Interview with British lawyer Edward Fitzgerald, attorney for the Armenian second president Robert Kocharyan.
Mr. Fitzgerald, since the Armenian second President Robert Kocharyan was arrested in December last year, discussions have been ongoing whether he can be considered a political prisoner. What do you think, whether Mr. Kocharyan is a political prisoner or not?
Since May 2018, when Armenian Prime Minister Pashinyan came to power - unfortunately, the human rights situation in Armenia has been deteriorating. Obviously, the government is having problems protecting the rule of law and human rights. The refusal to administer justice in respect of Mr.
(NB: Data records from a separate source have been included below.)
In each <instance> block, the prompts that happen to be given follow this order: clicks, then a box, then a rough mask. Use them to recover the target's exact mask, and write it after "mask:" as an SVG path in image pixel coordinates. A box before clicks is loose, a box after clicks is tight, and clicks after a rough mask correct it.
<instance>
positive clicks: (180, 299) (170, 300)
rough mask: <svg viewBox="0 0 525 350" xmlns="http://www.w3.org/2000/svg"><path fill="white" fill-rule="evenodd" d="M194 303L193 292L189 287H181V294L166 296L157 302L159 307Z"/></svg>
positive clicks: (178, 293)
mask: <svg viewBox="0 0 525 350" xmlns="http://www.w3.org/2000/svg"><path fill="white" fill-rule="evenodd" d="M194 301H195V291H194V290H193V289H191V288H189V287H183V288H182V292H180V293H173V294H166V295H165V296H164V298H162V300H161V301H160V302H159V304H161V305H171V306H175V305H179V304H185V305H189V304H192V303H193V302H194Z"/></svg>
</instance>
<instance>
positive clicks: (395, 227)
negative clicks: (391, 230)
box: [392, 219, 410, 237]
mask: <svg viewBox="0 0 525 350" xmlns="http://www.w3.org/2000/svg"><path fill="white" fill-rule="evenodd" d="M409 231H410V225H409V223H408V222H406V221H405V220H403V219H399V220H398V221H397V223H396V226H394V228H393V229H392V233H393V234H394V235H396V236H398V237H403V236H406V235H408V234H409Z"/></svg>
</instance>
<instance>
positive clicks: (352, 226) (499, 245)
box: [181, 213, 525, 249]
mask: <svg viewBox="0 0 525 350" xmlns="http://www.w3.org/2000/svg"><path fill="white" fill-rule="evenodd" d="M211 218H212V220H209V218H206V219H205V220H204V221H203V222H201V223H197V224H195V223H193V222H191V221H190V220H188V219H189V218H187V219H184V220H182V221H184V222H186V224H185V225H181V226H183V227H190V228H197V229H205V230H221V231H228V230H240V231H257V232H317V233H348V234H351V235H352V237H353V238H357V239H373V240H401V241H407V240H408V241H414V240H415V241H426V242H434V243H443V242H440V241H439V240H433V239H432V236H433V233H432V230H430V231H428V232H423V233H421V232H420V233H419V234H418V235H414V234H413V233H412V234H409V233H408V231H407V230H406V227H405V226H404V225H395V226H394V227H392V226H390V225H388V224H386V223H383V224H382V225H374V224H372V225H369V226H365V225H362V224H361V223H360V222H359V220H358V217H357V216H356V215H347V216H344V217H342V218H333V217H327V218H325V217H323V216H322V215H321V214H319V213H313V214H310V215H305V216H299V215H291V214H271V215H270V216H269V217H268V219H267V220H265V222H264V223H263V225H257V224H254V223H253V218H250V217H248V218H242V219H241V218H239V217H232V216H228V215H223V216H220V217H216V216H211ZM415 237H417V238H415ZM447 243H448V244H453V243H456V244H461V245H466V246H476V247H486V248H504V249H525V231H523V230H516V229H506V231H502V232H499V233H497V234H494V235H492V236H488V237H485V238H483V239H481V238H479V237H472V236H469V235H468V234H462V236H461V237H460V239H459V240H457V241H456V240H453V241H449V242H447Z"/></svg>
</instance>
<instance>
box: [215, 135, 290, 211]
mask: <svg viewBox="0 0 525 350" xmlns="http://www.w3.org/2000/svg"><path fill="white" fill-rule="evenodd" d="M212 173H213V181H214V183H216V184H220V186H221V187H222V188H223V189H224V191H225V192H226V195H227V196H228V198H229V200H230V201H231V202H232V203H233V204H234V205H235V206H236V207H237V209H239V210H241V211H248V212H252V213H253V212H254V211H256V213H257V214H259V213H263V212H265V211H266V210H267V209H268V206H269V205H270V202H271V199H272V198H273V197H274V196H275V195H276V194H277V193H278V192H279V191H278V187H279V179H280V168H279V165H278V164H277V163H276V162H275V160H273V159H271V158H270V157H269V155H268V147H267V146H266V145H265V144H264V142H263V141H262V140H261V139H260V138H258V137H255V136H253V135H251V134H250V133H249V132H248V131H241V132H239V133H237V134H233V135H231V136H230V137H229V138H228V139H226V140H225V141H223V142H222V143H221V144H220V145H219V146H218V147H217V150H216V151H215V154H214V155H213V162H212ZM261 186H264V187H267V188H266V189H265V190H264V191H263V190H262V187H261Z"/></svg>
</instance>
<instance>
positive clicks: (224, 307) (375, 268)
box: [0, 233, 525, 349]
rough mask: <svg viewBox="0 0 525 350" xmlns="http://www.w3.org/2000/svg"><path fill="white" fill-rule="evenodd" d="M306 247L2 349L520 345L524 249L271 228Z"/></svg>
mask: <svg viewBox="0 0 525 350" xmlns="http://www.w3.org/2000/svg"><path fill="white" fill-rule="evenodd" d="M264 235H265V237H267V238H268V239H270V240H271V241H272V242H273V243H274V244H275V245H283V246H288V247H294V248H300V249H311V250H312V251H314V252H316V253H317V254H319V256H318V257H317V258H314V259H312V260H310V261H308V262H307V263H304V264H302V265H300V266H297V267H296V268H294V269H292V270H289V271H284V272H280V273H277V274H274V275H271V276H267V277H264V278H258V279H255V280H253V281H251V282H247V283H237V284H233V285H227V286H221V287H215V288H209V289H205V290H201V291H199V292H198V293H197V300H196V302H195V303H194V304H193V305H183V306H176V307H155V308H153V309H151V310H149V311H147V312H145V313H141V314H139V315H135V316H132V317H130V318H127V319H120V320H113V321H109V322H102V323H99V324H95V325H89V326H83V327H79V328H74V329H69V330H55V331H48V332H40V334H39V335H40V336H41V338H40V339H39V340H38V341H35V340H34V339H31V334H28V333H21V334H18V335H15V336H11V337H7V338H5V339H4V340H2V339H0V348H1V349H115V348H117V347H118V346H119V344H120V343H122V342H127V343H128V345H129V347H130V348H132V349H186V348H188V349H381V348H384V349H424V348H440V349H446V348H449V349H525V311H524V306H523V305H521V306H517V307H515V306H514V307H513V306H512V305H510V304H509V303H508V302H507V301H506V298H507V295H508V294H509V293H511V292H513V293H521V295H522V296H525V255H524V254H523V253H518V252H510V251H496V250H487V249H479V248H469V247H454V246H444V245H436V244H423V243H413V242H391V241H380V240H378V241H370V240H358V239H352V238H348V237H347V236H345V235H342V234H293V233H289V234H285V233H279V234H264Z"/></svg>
Kocharyan is arbitrary and, of course, has political subtext.
The term political prisoner was developed within the Council of Europe by independent experts in 2001, with the aim of assessing cases involving alleged political prisoners. The resolution 1900 adopted in 2012 confirmed the term and criteria proposed by independent experts. Since then, the term is periodically applied by the Council of Europe.
Mr. Kocharyan should definitely be considered a political prisoner, since his arrest was carried out with a number of violations of the European Convention on Human Rights.
According to the February report of the CE Commissioner for Human Rights, criminal cases initiated in connection with the March 2008 events should be investigated impartially, with respect to the rule of law principle, while the judicial system should be objective, and guarantees of transparency of the trial should be provided. The report urges the Armenian authorities to observe the presumption of innocence and refrain from extremes and insults in public speeches, as it can become an obstacle to the formation of a unified society and create conditions for renewed contradictions of past years.